O tombamento, segundo Mesquita, promoveu restrições à Vila da Prainha Branca, que fica na gleba 2. Ele alega que seu imóvel fica na gleba 3, de propriedade particular e que uma das promotoras do Gaema o estaria perseguindo. “A intenção é me magoar, me atingir, me castigar e trazer incerteza à minha família. E isso ela já conseguiu”, afirma.
Evandro Mesquita também garante que a estrada foi construída após o tombamento e que a via é livre à passagem de veículos de emergência e serviços públicos. “O caseiro está autorizado a abrir as portas para todos que precisam de atendimento. A Prefeitura sempre a utiliza. Não há qualquer restrição”, garante.
Ele revela que, recentemente, ofereceu a possibilidade da Prefeitura fazer um desvio para a Vila. Seria um desvio de 300 metros, mas que precisaria de licença ambiental. “Eu não me oponho a esse desvio, desde que a estrada fosse alargada para evitar acidentes. Eu até fiz uma carta e encaminhei à prefeita Maria Antonieta. É preciso que os órgãos ambientais aprovem e o Município tenha recursos”.

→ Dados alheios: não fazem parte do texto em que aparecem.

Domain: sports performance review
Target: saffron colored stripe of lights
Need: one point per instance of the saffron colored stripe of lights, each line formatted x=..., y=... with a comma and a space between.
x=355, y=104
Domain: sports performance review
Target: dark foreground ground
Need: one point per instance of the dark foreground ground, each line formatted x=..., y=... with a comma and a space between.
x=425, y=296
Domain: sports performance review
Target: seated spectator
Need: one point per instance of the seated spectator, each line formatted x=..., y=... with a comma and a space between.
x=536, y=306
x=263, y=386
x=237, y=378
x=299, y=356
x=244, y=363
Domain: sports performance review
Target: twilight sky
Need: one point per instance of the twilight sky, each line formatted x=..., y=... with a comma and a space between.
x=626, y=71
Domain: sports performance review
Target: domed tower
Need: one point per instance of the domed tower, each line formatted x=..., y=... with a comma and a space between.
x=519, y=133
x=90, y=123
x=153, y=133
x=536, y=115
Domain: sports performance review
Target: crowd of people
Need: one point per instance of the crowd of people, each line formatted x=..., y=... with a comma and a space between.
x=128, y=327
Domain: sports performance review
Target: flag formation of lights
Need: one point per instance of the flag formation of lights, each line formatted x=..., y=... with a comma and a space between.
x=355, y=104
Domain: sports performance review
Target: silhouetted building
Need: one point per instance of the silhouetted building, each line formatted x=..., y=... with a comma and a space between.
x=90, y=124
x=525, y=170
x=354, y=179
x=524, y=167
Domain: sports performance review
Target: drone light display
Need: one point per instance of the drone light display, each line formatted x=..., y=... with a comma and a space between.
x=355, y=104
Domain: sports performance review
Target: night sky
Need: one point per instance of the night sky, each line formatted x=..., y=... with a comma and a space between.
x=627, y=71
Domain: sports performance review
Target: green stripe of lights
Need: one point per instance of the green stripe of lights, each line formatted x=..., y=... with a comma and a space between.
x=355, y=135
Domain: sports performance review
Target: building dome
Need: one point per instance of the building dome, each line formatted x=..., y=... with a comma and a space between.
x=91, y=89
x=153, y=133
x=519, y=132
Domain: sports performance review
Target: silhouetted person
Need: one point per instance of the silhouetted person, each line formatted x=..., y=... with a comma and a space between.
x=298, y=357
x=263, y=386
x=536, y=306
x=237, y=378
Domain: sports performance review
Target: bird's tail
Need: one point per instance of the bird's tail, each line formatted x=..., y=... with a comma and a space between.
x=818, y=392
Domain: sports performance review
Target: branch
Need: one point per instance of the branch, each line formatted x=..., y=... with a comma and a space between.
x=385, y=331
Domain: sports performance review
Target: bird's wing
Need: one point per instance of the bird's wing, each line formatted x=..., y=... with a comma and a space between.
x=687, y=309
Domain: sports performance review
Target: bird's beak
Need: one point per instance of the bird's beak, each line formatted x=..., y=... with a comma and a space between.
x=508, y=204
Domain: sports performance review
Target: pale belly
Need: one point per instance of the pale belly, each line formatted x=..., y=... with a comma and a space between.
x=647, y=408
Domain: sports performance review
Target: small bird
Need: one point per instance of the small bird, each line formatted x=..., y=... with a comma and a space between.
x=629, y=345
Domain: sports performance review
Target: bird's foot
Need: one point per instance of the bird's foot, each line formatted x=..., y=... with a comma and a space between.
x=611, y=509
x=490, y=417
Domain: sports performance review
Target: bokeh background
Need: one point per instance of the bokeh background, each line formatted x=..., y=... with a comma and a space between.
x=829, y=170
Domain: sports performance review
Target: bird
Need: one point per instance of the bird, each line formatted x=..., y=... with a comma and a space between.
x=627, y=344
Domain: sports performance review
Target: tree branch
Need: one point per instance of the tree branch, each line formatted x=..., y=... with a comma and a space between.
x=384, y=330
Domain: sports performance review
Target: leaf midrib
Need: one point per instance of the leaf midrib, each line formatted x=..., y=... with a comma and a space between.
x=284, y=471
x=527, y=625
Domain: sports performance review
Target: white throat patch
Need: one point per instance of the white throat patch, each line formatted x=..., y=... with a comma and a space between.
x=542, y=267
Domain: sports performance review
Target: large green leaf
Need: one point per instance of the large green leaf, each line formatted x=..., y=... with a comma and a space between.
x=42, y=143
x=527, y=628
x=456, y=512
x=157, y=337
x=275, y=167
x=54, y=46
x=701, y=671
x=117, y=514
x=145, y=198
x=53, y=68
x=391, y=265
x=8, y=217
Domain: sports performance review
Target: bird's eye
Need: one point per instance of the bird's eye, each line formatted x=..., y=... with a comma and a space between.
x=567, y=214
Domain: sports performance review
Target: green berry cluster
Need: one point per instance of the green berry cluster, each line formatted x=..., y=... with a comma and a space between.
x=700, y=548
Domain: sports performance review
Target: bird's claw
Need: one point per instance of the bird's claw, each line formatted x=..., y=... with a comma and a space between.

O ex-deputado também garante que não são verdadeiras as acusações de promover ações e que exerce pressão física e psicológica para expulsar os moradores. “Todas as questões foram resolvidas pelo Judiciário. Meus empregados até ajudam a comunidade. O problema é que existem pessoas que fazem campanha contra mim em função da estrada. Também não é verdade que aterrei um lago e que impeço que os moradores tenham acesso à água”, finaliza.